Bakla yedikten birkaç saat sonra ilk belirtiler olan baş ağrısı, halsizlik ve kırgınlık, yüksek ateş ortaya çıkar. Kansızlık ilk günler belirgin olmaz ama eritrosit yıkımının ürünü olan hemoglobin idrarı kırmızıya boyar . Hasta sarılık olur ve yaklaşık bir ay sürer bu durum. Çok daha ağır hastalara ve ölümlere de rastlanır.

Doğumdan sonra bebekte görülen sarılığın farklı farklı sebepleri olur.  Fizyolojik sarılıktan tutun da anne sütüne karşı gelişen sarılığa kadar.
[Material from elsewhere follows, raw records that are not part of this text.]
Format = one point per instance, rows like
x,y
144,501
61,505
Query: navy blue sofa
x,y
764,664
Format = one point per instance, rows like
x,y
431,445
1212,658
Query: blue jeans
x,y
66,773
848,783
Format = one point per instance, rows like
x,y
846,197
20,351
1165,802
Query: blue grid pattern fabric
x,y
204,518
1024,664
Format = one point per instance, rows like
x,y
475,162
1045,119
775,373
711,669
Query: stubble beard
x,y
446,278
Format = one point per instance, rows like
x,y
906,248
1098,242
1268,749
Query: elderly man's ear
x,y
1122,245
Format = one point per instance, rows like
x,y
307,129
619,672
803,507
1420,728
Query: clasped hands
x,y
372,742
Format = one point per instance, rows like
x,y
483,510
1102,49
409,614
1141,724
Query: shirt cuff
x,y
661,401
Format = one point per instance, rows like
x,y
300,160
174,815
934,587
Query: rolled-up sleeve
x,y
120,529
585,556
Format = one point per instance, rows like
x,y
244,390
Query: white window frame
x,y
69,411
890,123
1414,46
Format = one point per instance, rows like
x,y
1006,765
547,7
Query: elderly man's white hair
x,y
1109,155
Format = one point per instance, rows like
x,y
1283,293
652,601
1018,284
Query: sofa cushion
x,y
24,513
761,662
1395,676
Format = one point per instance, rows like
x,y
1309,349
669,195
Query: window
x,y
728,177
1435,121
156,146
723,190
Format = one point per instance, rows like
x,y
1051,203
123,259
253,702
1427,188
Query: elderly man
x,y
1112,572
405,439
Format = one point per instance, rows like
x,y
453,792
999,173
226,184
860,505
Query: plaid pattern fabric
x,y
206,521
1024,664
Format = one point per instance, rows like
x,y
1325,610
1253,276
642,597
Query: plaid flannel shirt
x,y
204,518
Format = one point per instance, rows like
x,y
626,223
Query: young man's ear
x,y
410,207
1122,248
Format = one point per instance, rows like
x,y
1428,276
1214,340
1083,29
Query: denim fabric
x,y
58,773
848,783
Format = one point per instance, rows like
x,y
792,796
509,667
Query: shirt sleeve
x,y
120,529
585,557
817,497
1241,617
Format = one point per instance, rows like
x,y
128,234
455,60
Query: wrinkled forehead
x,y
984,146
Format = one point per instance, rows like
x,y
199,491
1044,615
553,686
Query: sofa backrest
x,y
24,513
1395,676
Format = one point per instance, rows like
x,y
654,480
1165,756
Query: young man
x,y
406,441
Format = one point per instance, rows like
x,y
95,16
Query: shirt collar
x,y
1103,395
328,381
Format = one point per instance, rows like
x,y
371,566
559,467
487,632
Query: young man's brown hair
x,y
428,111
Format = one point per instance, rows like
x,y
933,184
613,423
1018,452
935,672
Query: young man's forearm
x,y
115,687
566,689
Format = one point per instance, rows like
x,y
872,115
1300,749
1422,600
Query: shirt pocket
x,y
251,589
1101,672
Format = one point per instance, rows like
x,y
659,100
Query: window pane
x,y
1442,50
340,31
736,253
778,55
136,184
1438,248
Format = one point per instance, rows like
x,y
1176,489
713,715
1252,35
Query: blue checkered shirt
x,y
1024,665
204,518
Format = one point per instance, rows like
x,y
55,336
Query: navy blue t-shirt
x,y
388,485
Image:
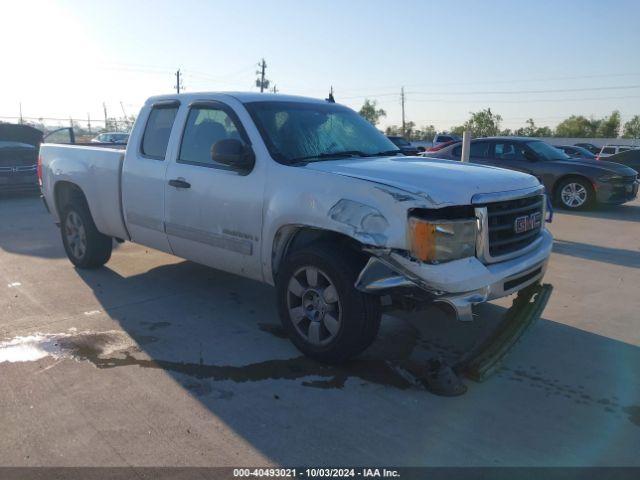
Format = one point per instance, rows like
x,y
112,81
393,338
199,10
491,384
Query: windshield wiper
x,y
330,155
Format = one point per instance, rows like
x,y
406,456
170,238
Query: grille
x,y
502,216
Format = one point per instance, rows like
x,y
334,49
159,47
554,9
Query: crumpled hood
x,y
443,182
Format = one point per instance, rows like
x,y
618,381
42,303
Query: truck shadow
x,y
26,228
22,217
218,337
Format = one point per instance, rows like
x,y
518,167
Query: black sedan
x,y
573,184
589,146
573,151
19,146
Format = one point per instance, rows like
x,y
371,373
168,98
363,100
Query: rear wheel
x,y
86,247
325,316
575,194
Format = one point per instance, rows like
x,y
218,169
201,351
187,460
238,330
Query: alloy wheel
x,y
573,195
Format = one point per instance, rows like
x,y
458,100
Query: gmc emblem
x,y
527,222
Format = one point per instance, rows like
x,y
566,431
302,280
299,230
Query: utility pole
x,y
404,131
126,119
178,83
262,82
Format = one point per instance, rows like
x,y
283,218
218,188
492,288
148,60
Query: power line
x,y
505,81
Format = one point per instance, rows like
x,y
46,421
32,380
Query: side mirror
x,y
234,153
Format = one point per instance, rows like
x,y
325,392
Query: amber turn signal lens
x,y
423,239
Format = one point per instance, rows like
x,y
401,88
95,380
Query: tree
x,y
484,123
532,131
393,130
457,130
577,126
427,132
632,128
609,127
370,113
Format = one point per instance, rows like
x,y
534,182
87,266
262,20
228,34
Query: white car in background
x,y
609,150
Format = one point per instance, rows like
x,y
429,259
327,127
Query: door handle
x,y
176,182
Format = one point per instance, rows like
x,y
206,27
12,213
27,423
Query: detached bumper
x,y
461,283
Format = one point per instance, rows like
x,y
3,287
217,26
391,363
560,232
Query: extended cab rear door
x,y
143,177
213,212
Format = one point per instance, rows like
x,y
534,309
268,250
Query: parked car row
x,y
19,146
573,183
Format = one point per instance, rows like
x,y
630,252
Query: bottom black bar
x,y
405,473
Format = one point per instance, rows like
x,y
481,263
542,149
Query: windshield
x,y
546,151
302,132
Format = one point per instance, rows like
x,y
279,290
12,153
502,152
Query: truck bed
x,y
97,171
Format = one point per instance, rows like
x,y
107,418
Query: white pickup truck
x,y
305,195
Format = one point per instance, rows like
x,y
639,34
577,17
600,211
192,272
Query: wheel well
x,y
567,177
66,193
294,237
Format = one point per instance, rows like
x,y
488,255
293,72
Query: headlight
x,y
442,240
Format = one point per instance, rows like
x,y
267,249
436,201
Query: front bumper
x,y
616,192
460,284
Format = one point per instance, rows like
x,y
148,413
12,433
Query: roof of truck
x,y
244,97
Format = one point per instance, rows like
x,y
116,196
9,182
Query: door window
x,y
157,132
507,151
206,126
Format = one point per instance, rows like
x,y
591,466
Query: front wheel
x,y
323,313
86,247
575,194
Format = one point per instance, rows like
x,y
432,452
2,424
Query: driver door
x,y
213,213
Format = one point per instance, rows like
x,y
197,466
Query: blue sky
x,y
540,59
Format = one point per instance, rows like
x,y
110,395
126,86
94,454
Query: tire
x,y
327,324
575,193
86,247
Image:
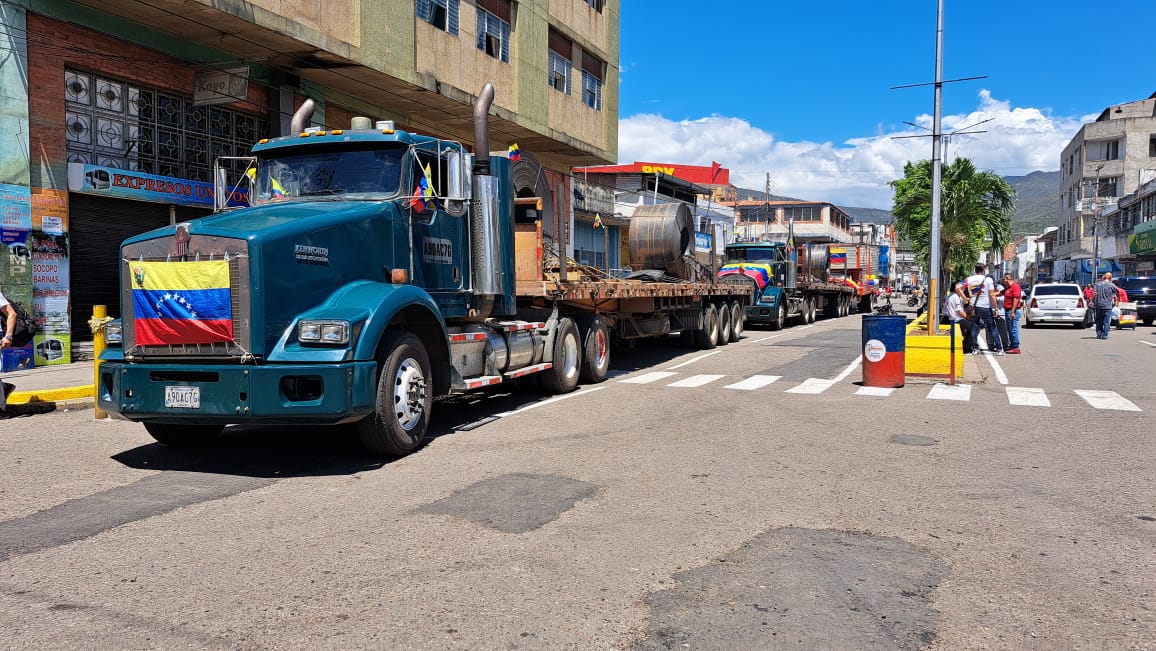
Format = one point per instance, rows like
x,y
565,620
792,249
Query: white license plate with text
x,y
183,397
Eğer sarılık uzun sürüyorsa  ya da normalden çok şiddetli ise G6PD enzim eksikliği de düşünülmeli.

Zamanında sıtma salgınından pek çok kişi hayatını kaybetmiş. İşin garibi eritrositlerinde yapısal bozukluk olanlar sıtmaya daha az yakalanmışlar, böylelikle hayatta kalmışlar. Eskiden sıtmanın sık görüldüğü topraklarda glikoz-6-fosfat dehidrogenaz enzim eksikliği olanlar sıtma hastalığına karşı doğal dirence sahip olduklarından sayıca çoğalmışlar. X kromozomuyla taşınıp aileden kalıtım yoluyla nesilden nesile aktarılmış. Akdenizlilerin ve zencilerin de ayrıca bu hastalığa karşı yatkınlığı var.
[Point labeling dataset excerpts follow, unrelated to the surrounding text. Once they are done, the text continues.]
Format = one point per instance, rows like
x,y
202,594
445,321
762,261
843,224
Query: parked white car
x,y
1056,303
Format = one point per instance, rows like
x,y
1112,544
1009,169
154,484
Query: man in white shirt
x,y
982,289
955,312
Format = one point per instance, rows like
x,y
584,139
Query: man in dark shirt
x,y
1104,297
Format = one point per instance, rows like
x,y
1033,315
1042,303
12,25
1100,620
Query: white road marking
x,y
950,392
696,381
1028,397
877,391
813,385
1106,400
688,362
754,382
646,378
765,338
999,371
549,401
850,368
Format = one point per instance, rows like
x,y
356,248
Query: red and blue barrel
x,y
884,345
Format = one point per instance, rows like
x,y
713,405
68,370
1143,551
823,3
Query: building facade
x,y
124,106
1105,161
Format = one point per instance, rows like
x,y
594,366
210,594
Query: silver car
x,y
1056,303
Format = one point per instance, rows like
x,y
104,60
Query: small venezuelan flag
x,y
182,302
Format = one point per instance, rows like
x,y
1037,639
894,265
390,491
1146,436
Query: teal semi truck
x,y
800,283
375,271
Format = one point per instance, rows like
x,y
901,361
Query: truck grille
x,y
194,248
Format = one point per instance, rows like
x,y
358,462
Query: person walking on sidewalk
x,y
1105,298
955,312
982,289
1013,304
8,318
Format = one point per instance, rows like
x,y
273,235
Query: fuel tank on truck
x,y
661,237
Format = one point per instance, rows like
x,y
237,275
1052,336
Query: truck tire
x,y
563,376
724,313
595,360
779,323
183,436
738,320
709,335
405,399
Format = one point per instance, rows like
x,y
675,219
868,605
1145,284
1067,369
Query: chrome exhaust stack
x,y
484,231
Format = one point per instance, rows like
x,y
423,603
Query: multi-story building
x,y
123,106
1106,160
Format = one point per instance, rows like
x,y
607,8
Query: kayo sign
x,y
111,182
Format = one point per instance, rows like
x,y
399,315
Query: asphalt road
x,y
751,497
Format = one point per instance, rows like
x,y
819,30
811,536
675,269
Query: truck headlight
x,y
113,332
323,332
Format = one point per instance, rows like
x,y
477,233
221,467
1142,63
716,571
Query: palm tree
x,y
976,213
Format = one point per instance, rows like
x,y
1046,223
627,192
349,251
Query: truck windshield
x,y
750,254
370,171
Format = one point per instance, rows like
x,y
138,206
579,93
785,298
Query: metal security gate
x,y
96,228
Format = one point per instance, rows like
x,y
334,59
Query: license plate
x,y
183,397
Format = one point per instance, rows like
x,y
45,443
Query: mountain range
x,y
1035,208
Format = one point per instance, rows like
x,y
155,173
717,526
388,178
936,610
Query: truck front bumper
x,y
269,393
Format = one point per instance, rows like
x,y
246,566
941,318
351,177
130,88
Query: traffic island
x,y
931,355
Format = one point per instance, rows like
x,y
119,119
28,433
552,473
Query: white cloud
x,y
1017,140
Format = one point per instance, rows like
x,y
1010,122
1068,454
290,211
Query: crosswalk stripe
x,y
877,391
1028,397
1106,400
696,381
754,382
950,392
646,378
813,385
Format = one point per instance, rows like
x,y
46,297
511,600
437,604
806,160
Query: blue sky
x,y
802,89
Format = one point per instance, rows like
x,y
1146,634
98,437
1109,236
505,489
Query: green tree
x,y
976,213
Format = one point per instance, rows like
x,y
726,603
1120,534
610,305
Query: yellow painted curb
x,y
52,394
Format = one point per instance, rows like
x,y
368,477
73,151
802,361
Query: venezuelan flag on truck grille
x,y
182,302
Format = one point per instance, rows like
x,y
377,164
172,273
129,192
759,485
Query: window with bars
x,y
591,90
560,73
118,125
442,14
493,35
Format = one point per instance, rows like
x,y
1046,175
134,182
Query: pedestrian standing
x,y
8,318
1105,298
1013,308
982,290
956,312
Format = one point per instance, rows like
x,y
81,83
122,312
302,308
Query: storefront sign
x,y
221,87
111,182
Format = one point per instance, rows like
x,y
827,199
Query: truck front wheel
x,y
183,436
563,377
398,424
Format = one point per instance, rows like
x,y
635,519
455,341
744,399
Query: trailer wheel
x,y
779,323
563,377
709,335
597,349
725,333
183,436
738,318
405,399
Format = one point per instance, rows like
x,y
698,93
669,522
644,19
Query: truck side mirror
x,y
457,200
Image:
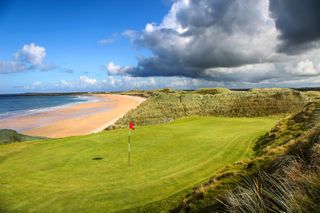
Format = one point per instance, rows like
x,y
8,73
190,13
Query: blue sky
x,y
96,45
70,32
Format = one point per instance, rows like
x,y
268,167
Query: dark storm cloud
x,y
298,22
222,41
201,34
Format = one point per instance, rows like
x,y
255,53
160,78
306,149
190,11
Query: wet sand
x,y
77,119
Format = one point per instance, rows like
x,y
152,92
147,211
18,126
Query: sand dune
x,y
78,119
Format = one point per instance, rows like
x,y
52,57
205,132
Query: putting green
x,y
91,173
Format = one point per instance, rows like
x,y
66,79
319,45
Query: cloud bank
x,y
246,41
29,57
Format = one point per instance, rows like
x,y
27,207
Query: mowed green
x,y
64,175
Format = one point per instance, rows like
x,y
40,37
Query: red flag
x,y
131,125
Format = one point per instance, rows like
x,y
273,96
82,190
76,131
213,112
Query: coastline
x,y
75,119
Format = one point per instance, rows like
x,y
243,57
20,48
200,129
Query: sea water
x,y
15,105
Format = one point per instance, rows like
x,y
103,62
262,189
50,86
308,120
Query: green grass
x,y
61,176
10,136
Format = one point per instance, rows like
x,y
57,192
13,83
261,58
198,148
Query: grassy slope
x,y
10,136
60,175
163,107
288,154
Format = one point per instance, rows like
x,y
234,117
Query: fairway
x,y
91,173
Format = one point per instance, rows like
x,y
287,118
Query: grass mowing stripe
x,y
60,175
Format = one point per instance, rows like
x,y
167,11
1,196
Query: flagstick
x,y
129,146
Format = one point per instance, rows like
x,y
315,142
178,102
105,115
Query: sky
x,y
96,45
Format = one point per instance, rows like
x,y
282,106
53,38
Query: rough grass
x,y
166,107
10,136
212,91
284,175
91,174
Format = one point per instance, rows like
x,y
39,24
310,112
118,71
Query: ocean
x,y
12,105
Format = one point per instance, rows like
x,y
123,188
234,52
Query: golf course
x,y
91,173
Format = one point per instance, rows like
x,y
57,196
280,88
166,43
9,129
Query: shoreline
x,y
74,119
30,112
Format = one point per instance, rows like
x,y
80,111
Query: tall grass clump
x,y
212,91
10,136
283,176
166,106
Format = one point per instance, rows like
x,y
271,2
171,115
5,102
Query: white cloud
x,y
87,80
114,69
30,57
305,67
64,84
31,53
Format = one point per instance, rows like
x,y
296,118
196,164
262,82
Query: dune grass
x,y
10,136
91,174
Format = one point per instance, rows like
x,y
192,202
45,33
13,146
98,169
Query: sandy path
x,y
78,119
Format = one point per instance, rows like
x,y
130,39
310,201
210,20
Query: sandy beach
x,y
77,119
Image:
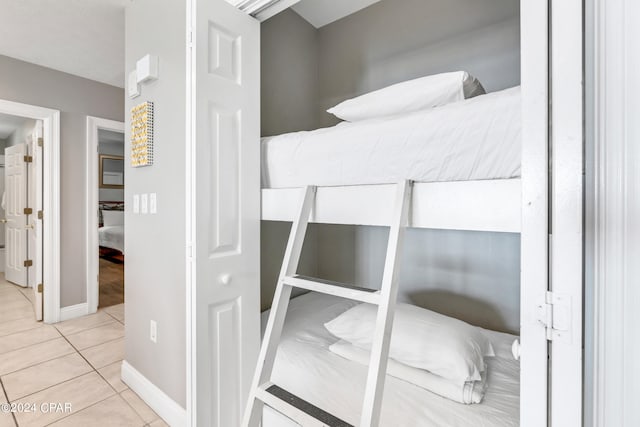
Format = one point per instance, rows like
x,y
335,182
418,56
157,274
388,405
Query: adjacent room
x,y
111,208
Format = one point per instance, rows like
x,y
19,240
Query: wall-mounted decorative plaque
x,y
142,134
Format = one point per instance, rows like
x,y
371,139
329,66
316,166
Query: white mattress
x,y
112,237
306,367
475,139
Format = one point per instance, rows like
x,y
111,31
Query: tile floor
x,y
76,362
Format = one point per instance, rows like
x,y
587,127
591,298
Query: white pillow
x,y
413,95
112,218
421,338
467,392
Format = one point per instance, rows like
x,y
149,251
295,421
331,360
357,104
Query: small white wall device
x,y
147,68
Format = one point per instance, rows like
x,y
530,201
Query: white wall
x,y
76,98
155,245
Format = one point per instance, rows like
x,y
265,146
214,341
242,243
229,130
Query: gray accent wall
x,y
397,40
21,134
155,247
289,74
76,98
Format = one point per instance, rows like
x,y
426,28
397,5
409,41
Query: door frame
x,y
51,201
92,191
Bu kişilerin başta bakla ve fava olmak üzere bazı ilaçlardan uzak durmaları gerekir. Antibiyotiklerden baktrim, kloramfenikol, sülfanamidler, siprofloksasin; lepra (cüzzam) ilaçları özellikle kinin, idrar yolu  antiseptiği olan nalidiksik asit, aspirin, naftalin...
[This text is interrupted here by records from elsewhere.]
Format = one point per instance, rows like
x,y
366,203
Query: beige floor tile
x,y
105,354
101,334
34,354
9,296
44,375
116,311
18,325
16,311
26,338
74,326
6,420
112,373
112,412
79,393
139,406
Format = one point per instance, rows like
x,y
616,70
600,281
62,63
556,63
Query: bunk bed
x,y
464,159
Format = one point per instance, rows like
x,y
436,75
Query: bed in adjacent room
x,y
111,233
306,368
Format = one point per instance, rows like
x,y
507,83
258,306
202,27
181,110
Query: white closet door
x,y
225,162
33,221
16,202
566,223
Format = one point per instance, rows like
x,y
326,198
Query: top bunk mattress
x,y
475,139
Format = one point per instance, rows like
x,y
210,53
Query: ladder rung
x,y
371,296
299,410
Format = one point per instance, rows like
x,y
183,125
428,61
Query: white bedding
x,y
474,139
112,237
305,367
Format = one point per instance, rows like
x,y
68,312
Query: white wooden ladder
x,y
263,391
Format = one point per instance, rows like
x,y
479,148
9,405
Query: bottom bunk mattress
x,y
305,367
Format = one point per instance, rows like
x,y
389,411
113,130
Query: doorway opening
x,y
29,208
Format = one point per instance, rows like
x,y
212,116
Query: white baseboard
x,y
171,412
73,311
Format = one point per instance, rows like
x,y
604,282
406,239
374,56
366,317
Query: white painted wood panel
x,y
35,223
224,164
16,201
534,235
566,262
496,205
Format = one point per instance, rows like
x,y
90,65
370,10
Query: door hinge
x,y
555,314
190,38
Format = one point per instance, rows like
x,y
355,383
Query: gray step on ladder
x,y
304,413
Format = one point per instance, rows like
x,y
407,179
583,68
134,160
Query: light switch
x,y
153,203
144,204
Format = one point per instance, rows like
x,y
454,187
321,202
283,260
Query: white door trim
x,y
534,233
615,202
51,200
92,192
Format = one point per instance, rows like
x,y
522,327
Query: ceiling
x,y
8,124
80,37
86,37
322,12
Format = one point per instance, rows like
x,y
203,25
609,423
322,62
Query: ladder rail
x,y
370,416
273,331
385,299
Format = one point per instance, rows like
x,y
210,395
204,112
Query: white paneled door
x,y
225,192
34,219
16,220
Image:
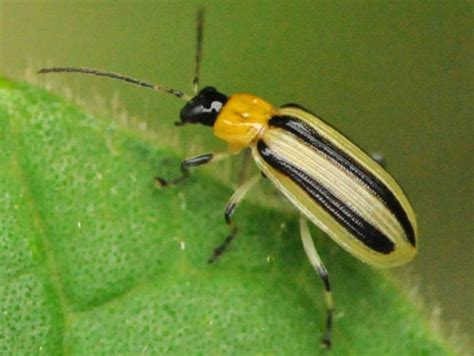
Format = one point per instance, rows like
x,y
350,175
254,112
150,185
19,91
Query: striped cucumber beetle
x,y
331,181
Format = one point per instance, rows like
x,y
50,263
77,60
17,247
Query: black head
x,y
203,108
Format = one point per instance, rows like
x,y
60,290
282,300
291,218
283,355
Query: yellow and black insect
x,y
330,180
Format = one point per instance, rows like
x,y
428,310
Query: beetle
x,y
331,181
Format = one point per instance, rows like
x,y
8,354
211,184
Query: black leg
x,y
185,165
318,265
229,211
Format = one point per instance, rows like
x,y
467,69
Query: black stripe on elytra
x,y
343,214
309,135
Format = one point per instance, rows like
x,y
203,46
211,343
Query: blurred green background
x,y
397,77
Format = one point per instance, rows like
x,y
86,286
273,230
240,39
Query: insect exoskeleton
x,y
331,181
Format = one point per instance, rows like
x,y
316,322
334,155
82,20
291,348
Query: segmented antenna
x,y
100,73
198,54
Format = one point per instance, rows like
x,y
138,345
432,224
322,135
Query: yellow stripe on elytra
x,y
338,140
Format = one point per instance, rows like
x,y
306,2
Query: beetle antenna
x,y
100,73
198,54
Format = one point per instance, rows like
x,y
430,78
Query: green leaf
x,y
94,259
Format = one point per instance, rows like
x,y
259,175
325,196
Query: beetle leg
x,y
318,265
229,210
188,163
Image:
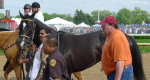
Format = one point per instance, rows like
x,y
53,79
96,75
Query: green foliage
x,y
124,16
63,16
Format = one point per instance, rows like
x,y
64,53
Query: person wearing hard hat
x,y
27,9
37,10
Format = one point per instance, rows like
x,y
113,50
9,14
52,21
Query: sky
x,y
70,6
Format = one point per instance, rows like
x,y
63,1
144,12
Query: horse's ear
x,y
32,16
21,15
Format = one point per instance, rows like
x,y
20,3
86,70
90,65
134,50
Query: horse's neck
x,y
8,38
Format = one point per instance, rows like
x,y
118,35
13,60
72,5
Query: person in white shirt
x,y
39,14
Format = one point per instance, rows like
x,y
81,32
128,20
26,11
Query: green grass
x,y
146,48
Antik çağın felsefe bilgini Pitagoras milattan önce 5. yüzyılda favizm hastalığına yakalandığından öğrencilerine bakla yemeği yasaklar. Buna benzer şekilde Eski Mısır'da Favizm bilindiğinden soyluların yemesinin yasak olduğu bir sebze olarak tarihe geçer bakla!  Günümüzde favizm hastalığı dünyanın pek çok yerinde görülmese de , Akdenizde özellikle İran, güney İtalya, Lübnan, Suriye ve Sardunya'da hala yaygın. Hatta İran'da bakla toplama mevsimine rastlayan salgınlar görülür.

Sonuç olarak biz İzmirlilerin de bolca tükettiği baklaya dikkat edin derim.